That weakness was underlined by an official data release on Friday that showed China again teetered on the edge of deflation last month, with the consumer price index unchanged year on year in September. The producer price index, which measures the price of goods sold by manufacturers, declined 2.5 per cent year on year.

Both inflation metrics were marginally weaker than forecasts from analysts polled by Reuters. In August the CPI rose just 0.1 per cent, up from negative territory the month before, while the PPI contracted 3 per cent.

Trade data also released on Friday provided better news for policymakers.
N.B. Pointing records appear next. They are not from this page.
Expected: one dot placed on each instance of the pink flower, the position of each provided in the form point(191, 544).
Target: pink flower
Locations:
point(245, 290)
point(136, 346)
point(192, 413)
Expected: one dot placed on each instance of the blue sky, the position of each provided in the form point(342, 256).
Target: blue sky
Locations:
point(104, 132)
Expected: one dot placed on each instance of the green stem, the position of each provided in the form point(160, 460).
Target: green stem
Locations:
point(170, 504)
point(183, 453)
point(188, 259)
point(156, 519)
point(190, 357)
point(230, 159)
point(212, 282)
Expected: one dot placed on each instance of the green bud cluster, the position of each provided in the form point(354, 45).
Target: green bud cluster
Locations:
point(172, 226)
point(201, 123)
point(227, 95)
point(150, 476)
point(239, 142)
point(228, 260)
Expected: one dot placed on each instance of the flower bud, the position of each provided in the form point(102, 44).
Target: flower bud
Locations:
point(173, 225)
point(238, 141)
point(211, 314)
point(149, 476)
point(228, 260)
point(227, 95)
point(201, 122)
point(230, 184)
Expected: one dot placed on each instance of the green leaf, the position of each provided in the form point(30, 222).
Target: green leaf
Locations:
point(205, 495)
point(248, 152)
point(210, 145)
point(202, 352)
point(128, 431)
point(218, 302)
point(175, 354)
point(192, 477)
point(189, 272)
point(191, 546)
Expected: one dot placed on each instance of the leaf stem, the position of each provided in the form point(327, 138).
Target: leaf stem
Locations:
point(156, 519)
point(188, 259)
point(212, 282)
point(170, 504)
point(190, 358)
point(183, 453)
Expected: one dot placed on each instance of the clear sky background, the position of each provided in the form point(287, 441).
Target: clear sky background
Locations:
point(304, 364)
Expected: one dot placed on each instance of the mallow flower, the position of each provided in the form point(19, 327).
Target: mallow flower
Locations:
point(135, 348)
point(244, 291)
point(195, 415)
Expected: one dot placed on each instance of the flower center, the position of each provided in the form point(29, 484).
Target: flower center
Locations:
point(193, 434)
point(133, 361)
China’s exports fell 6.2 per cent in September compared with the previous year, an improvement from August’s decline of 8.8 per cent and beating analyst expectations of a 7.6 per cent contraction.

Imports in September also shed 6.2 per cent, better than the previous month’s 7.3 per cent decline but slightly missing expectations. The country’s trade balance for the month was $77.71bn, up from $68.36bn in August.

The proposed stabilisation fund comes as Beijing has strengthened efforts to shore up the country’s languishing stock market and staunch capital outflows. This week, authorities launched the first purchasing programme targeting top banks’ shares since the global financial crisis and barred brokers from opening offshore trading accounts for domestic investors.

The sovereign wealth fund Central Huijin, which bought the bank shares, promised to keep purchasing them in the next six months.

Despite these efforts, China’s benchmark CSI 300 index of Shanghai- and Shenzhen-listed stocks is down about 1 per cent this week and lost more than 10 per cent in dollar terms year to date in the face of persistent foreign investor outflows.

The stabilisation fund would aim to rekindle entrepreneurial enthusiasm and spur new listings, creating a virtuous cycle that would lift domestic confidence in the economy, said one of the people familiar with the plan. This would also raise the availability of risk capital, the person added.

“We need a stock market boom to make households wealthier so they can spend more,” said the government adviser.

Chinese policymakers argue that the economy is resilient and on track to meet the official gross domestic product target this year of 5 per cent, the lowest in decades. The country is set to release third-quarter GDP growth figures next week.

Zou Lan, head of the monetary policy department at the People’s Bank of China, said on Friday that the central bank was closely watching the effectiveness of the steps it had taken, which include cuts to lending and mortgage rates, and that it had ample policy room to counter the economic challenges.

But analysts say that while the economy is showing signs of steadiness after a weak second quarter, the recovery is fragile, and policymakers have released a stream of only piecemeal support.

“CPI inflation at zero indicates the deflationary pressure in China is still a real risk to the economy,” said Zhiwei Zhang, chief economist at Pinpoint Asset Management. “The recovery of domestic demand is not strong without a significant boost from fiscal support.”